I was attempting to perform parallel encryption and encoding using goroutines. Apparently encoding and/or encryption is not really thread safe. Is there any information about thread safety in general for other operations? For low count of threads and rows,cols there is no race condition popping up, but with larger arrays like in this example this is a problem. Here is the stacktrace:

goroutine 15061 [running]:
golang.org/x/crypto/blake2b.(*digest).finalize(0x140003da500?, 0x140003da6b8?)
        /Users/username/go/pkg/mod/golang.org/x/crypto@v0.16.0/blake2b/blake2b.go:254 +0x190
golang.org/x/crypto/blake2b.(*xof).Read(0x140003da500, {0x14000156000, 0x14047282a78?, 0x2000})
        /Users/username/go/pkg/mod/golang.org/x/crypto@v0.16.0/blake2b/blake2x.go:148 +0x270
github.com/tuneinsight/lattigo/v5/utils/sampling.(*KeyedPRNG).Read(0x1400011c810?, {0x14000156000?, 0x14074c73590?, 0x2?})
        /Users/username/go/pkg/mod/github.com/tuneinsight/lattigo/v5@v5.0.2/utils/sampling/prng.go:59 +0x2c
github.com/tuneinsight/lattigo/v5/ring.(*UniformSampler).read(0x14005aa24c0, {{0x14028aaaa20?, 0x140001241b0?, 0x1?}}, 0x10435c400)
        /Users/username/go/pkg/mod/github.com/tuneinsight/lattigo/v5@v5.0.2/ring/sampler_uniform.go:85 +0x23c
github.com/tuneinsight/lattigo/v5/ring.(*UniformSampler).Read(...)
        /Users/username/go/pkg/mod/github.com/tuneinsight/lattigo/v5@v5.0.2/ring/sampler_uniform.go:37
github.com/tuneinsight/lattigo/v5/ring/ringqp.UniformSampler.Read({0x14005aa24c0?, 0x0?}, {{{0x14028aaaa20, 0x2, 0x2}}, {{0x0, 0x0, 0x0}}})

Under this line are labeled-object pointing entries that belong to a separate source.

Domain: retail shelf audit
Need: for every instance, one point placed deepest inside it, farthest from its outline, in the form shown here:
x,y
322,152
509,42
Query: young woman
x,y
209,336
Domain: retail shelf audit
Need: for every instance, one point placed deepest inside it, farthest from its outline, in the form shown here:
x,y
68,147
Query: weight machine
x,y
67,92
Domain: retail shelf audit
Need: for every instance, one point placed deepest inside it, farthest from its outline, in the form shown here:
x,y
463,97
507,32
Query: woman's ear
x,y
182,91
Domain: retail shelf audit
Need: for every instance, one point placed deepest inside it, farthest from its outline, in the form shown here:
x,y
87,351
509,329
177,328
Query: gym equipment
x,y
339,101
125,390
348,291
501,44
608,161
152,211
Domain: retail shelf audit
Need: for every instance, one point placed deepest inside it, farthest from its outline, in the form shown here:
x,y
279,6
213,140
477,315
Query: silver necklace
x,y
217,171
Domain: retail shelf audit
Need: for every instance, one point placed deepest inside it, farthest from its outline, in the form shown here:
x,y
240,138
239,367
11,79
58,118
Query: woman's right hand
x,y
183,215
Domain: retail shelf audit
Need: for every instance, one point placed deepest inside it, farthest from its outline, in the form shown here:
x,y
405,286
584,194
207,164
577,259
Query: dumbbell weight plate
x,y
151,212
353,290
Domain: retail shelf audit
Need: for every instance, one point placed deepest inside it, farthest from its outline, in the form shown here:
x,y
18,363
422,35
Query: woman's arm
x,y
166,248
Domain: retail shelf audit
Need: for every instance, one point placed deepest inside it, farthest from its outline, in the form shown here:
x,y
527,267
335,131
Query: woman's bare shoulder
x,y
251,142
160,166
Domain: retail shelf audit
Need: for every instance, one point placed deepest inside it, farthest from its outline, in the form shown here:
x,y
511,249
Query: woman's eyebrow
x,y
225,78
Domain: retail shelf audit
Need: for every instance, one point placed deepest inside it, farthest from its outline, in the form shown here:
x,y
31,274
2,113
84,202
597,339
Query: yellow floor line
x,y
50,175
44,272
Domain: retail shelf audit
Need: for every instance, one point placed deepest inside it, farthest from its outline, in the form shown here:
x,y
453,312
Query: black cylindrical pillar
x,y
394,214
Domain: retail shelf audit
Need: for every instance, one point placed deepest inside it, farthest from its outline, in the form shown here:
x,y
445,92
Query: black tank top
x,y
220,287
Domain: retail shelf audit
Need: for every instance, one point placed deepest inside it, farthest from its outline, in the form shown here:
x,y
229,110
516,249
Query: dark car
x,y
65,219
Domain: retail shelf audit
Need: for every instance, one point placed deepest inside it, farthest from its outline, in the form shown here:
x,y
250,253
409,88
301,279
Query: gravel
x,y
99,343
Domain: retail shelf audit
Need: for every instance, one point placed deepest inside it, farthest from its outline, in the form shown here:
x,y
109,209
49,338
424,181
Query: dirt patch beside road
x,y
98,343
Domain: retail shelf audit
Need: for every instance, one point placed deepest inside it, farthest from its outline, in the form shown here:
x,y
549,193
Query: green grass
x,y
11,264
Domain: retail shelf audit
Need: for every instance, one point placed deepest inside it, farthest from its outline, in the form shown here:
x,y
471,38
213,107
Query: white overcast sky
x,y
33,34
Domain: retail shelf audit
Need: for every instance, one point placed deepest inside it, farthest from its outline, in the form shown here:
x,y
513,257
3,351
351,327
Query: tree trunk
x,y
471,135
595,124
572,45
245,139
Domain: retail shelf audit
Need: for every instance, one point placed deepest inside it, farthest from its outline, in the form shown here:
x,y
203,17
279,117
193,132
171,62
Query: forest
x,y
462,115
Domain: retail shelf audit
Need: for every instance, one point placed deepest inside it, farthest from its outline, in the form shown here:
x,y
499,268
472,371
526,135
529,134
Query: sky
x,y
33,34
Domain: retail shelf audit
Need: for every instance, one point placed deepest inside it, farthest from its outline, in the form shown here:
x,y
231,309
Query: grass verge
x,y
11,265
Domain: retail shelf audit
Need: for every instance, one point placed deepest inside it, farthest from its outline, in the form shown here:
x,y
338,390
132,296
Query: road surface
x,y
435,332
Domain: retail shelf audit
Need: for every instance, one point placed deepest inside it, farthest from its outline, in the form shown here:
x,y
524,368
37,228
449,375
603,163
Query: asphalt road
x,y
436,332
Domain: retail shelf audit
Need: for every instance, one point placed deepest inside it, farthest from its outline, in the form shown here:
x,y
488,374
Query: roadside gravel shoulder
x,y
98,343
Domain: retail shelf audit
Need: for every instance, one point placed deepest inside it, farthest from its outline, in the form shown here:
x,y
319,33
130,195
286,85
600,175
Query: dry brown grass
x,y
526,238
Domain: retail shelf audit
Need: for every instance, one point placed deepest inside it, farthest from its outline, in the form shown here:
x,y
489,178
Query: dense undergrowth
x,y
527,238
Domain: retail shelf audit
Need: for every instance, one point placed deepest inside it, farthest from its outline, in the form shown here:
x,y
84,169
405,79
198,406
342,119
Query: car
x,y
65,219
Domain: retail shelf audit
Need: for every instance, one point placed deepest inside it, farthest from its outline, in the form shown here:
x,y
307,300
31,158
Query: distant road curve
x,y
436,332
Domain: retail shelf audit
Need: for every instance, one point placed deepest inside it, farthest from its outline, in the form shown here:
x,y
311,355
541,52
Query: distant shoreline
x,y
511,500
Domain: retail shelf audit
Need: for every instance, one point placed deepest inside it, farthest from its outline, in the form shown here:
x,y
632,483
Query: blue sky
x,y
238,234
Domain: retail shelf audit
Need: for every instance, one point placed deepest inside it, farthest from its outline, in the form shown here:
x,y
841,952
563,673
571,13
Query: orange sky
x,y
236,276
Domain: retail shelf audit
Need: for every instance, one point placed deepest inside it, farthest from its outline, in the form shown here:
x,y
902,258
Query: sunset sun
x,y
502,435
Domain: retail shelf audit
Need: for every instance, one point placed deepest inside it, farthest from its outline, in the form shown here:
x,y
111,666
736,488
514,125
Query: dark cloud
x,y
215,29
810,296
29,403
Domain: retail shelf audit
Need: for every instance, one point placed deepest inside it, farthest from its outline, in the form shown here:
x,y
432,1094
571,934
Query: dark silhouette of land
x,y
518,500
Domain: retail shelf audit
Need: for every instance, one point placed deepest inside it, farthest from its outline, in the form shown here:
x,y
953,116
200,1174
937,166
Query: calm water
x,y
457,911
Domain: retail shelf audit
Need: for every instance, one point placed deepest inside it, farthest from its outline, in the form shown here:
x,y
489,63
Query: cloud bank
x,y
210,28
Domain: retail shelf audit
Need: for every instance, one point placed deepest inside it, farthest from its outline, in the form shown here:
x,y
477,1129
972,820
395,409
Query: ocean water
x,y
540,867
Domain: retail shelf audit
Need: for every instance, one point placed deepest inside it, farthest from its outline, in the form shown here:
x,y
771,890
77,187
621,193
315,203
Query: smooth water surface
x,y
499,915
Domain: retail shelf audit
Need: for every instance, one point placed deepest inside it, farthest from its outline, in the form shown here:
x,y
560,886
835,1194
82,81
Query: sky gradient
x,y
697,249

        /Users/username/go/pkg/mod/github.com/tuneinsight/lattigo/v5@v5.0.2/ring/ringqp/samplers.go:48 +0x58
github.com/tuneinsight/lattigo/v5/core/rlwe.Encryptor.encryptZeroSk({{0xd, {0x14000128ef0, 0x2, 0x2}, {0x14000128ee8, 0x1, 0x1}, {{0x10435e930, 0x14000128940}, 0x400999999999999a, ...}, ...}, ...}, ...)
        /Users/username/go/pkg/mod/github.com/tuneinsight/lattigo/v5@v5.0.2/core/rlwe/encryptor.go:352 +0x104
github.com/tuneinsight/lattigo/v5/core/rlwe.Encryptor.EncryptZero({{0xd, {0x14000128ef0, 0x2, 0x2}, {0x14000128ee8, 0x1, 0x1}, {{0x10435e930, 0x14000128940}, 0x400999999999999a, ...}, ...}, ...}, ...)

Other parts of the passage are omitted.